Time is running out for the Downeast Correctional Facility: It will close for good June 30, unless lawmakers authorize additional funding for another year.
Right now, lawmakers can't agree on whether a planned pre-release center should move forward in Washington County or whether the governor's decision to abruptly shut down DCF should be carefully reviewed. And with the legislative session nearing its end, hopes for either option are dimming.
For now, the Downeast Correctional Facility continues to operate with five guards and eight inmates. But unless the Legislature votes to fund the facility with veto-proof margins, it will shut down for good on June 30, when the state's fiscal year ends.
On Tuesday, House Republican Leader Ken Fredette was among those who voted against continued funding for the prison.
"I don't think anybody really sees the Downeast Correctional Facility as having a long-term future," he says. That includes Gov. Paul LePage, whose pre-dawn closure of the facility in February violated state law.
Earlier this month, Justice Michaela Murphy sided with attorneys representing about 50 DCF staff laid off by the Department of Corrections, and ordered that the prison be kept operational until the Legislature decides otherwise.
But the 60-plus inmates who were part of work release programs that benefited area businesses in Washington County have since been transferred to other facilities.
Fredette says LePage could still support limited funding for DCF - if lawmakers authorize a pre-release center in Washington County. And that bill, he says, remains stalled in committee.
"Now, we simply need some legislative action authorizing for something to be built - that's this other bill that's now out there about this new pre-release center down in Washington County," Fredette says. "For some reason, it hasn't been moved out of the Criminal Justice Committee - which is part of the problem."
Some Republicans say majority Democrats in the House are purposely holding hostage the pre-release center bill as a way to leverage DCF funding. The bill would keep the facility open for a year while lawmakers study the implications of the closure on the corrections system and Washington County's economy.
Lawmakers voted Wednesday to fund the facility, but by a margin that fell short of the two-thirds threshold needed to override a likely LePage veto.
Fredette says if members of the House and Senate would simply approve the pre-release center bill, then he and other Republicans - including LePage - would support the limited operation of DCF until the pre-release center becomes operational.
But Fredette says House members have taken the opposite approach. "To do it the other way around is not going to get the support of the House Republican caucus; that bill will get vetoed and probably sustained," he says.
"We're not ready to make a deal," says Sen. Joyce Maker, a Republican from Calais. "We hope to get it to Appropriations and we'll work with Appropriations and the Democrats and Republicans and see what we can do for the best for Washington County."
Maker has been leading the fight in the Senate to preserve funding for DCF in order to complete a review on the planned closure's cost-effectiveness - both to the Department of Corrections and to the Machias-area regional economy that has employed many of the inmates over the years.

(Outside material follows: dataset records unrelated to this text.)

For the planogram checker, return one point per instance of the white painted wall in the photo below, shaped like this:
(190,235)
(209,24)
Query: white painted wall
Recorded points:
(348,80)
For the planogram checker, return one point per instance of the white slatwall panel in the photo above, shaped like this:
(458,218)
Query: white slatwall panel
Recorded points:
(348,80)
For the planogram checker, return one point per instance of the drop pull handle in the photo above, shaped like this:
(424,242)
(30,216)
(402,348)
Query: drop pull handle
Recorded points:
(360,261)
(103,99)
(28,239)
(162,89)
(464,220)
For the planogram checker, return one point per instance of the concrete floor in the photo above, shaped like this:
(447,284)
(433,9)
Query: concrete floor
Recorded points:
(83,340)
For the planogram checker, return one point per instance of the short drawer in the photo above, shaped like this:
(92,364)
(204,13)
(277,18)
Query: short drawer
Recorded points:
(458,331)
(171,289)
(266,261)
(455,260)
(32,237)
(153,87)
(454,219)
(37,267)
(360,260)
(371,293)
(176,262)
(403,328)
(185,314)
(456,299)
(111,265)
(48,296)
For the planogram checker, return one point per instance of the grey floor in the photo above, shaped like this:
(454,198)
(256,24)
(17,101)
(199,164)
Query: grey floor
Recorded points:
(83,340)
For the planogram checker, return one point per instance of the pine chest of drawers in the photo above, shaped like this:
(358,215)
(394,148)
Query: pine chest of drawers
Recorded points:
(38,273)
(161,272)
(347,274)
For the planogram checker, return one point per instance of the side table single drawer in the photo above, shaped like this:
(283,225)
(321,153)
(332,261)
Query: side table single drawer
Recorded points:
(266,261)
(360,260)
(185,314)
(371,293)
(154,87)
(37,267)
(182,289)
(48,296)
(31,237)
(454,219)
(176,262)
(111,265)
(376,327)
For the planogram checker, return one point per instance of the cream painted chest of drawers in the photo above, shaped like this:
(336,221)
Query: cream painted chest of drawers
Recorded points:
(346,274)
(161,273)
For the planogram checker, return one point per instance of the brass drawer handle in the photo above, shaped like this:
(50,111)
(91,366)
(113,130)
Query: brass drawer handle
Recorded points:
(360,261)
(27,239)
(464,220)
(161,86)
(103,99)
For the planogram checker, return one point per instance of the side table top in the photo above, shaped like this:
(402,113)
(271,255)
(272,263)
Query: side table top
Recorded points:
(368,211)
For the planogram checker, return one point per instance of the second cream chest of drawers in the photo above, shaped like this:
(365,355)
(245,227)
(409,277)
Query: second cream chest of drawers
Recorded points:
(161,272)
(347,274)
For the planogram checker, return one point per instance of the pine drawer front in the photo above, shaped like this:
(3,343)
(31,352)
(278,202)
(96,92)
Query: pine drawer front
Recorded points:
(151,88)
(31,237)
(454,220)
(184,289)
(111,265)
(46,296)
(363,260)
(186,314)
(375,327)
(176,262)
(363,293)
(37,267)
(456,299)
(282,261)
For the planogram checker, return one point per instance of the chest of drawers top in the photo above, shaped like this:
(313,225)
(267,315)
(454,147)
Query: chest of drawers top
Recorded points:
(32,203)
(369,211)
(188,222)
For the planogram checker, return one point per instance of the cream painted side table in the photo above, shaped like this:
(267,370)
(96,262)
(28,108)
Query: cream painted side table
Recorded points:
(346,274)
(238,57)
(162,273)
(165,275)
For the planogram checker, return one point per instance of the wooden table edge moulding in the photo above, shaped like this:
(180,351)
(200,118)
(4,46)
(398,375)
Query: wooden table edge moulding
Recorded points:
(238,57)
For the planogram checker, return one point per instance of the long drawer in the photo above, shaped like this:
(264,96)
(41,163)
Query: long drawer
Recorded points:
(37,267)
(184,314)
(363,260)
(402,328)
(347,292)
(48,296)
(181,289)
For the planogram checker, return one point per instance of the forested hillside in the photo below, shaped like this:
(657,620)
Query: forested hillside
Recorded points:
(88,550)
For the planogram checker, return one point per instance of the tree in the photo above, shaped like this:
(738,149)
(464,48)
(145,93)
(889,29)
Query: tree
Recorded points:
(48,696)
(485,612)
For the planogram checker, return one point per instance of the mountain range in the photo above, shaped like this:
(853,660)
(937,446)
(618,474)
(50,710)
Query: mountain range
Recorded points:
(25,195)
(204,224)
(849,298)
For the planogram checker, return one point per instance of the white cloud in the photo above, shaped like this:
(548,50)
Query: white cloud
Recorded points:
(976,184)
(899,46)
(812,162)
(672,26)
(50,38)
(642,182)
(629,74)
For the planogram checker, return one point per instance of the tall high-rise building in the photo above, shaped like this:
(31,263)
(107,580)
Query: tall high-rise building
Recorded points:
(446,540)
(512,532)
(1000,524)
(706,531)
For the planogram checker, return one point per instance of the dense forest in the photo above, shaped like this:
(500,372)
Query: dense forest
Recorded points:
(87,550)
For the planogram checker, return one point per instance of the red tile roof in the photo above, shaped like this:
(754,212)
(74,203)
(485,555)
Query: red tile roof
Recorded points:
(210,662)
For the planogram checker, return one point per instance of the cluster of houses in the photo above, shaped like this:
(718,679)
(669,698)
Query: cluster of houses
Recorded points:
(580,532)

Maker is supported by GOP Rep. William Tuell, of Machiasport, who says that in a worst-case scenario, there is voter-approved bond money available to move forward with the pre-release center - although it was originally earmarked for the state correctional facility in Windham.
"Use that money to refurbish, upgrade, rebuild, replan, do whatever for the future - that money's there, it's not going away," Tuell says.
The money may not be going anywhere, but the lawmakers in the 128th Legislature will be. Democratic House Speaker Sara Gideon says she remains committed to finding a funding mechanism to restore staff positions at DCF and to repopulate it with prisoners.
But she also says many House Republicans continue to oppose funding as the Legislature's April 18 adjournment date looms. She's also leery of promises about what the governor will or won't do in reaction to a legislative vote.
"Time is running out here," Gideon says. "I don't even know if I would call what Rep. Fredette has said to you as a real proposal."
While legislative efforts to save the prison continue, arguments over whether Gov. LePage is fully complying with the court order granting injunctive relief are playing out in Superior Court, where attorneys for the displaced workers are claiming that the prison cannot be considered operational with only five workers.